George Washington Carver

Portrait by Wichita artist Ric Dunwoody

George Washington Carver is one of Kansas’ favorite sons. 

And for good reason; he was a man of many talents. Most of us know him as a scientist, but he was many other things: a businessman, a farmer, an inventor, an amateur accordionist, an educator and—during his youth—an artist. In fact, Carver’s first foray into college was to become a painter. Much later in his career, when he first accepted the job to head Tuskegee University’s agricultural department, one of his caveats was to have one room in the dormitory to live and another for his art supplies and projects. All through his life, he combined the creativity of an artist with the rationality of a scientist. 

To this day, Carver remains one of the most important botanists and chemists in American history. He developed crop rotation techniques to improve soils depleted by repeated plantings of Southern crops like cotton. He came up with hundreds of uses for a variety of plants, most famously sweet potatoes and peanuts. And that is just the shortlist of his innovations. 

Carver was born in Diamond, Missouri, sometime before the end of the Civil War. Born on a slaveholding farm in Missouri, kidnapped and rescued at an early age, Carver would learn to read and write after the abolition of slavery and longed for a formal education. He later said that he had heard the schools for African American children in Kansas were better than schools in Missouri, so he headed a few miles west into Fort Scott and the thriving black community there.  

In all, Carver would spend only eight years in Kansas before going on to attend two different colleges in Iowa, most famously Iowa State University. After finishing studies in Iowa, he become the “Wizard of Tuskegee” when he accepted Booker T. Washington’s invitation to become a professor at the famous Tuskegee University in Alabama, which is also the place he lived the longest and where he is buried. So, since he was born in Missouri, lived in Iowa and did his most famous work in Alabama … can he be considered as a Kansan? Well, that depends on what exactly constitutes a hometown or home state. Many of us have two or three and some people—say, military kids—have a dozen of them. Perhaps what makes a hometown or state are community, bonds, friendships, and memories. And on those grounds, Kansas has a strong case. 

Carver lived in several areas of Kansas from about the ages of 11 to 19. He lived for short stints in Olathe, Paola and Kansas City. But most of his time in the Sunflower State was spent in Fort Scott, Minneapolis and areas of Ness County. In Fort Scott, he attended Fort Scott Colored Public School, which was created by the Northwestern Freedmen’s Aid Commission from Chicago. From Fort Scott, Carver moved up to Ottawa County where he attended Minneapolis Public School. According to reports in the Minneapolis Messenger, the young Carver was a mainstay on the honor roll and was “perfect in deportment.”  

Another local newspaper, the Minneapolis Journal, reported on October 5, 1881, that Carver was respected beyond the schoolyard as well. “Geo Carver, lately employed in Seymour’s Laundry, is going to set up for himself two doors east of Midgley’s Livery Stable, and will be prepared to do gent’s washing in his former excellent manner.”  

Two years later, on December 22, a short-lived newspaper called The Progressive Current wrote, “George Carver, one of the most intelligent colored men of this part of the state is engaged in writing a book entitled Step by Step or the Golden Ladder.
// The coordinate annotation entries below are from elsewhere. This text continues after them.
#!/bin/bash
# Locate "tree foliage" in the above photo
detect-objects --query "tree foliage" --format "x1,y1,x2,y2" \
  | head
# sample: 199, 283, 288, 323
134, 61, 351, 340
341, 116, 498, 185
The book is written in the interest of Mr. Carver’s race of people … we can only wish George success in his undertaking to better the condition of a race of people so long held in subjection.”  

Though Carver would go on to contribute to many scientific journals and his other writings would be anthologized, it is unclear what happened to that youthful book project. And soon Carver had other plans. After graduating from high school in Minneapolis, he traveled by wagon to Ness County to try his hand at homesteading. Near the unincorporated town of Beeler he owned land, built himself a sod house, plowed his 17 acres manually and had a small conservatory of plants and flowers. He also was reported to play a lively accordion for town dances and belonged to the local literary club.  

Not everything that happened to Carver while he lived in Kansas was pleasant. He left Fort Scott because he witnessed the lynching of a black man. And when he applied to Highland College, he was turned away because they would not admit a black student. However, according to biographer Gary R. Kremer, Carver often said that his memories of time spent in Kansas, especially Ness County, were precious and remained dear to him throughout his life. And for that, Kansas should be honored that this gentle, determined and brilliant man recognized the area as one of his chosen homes.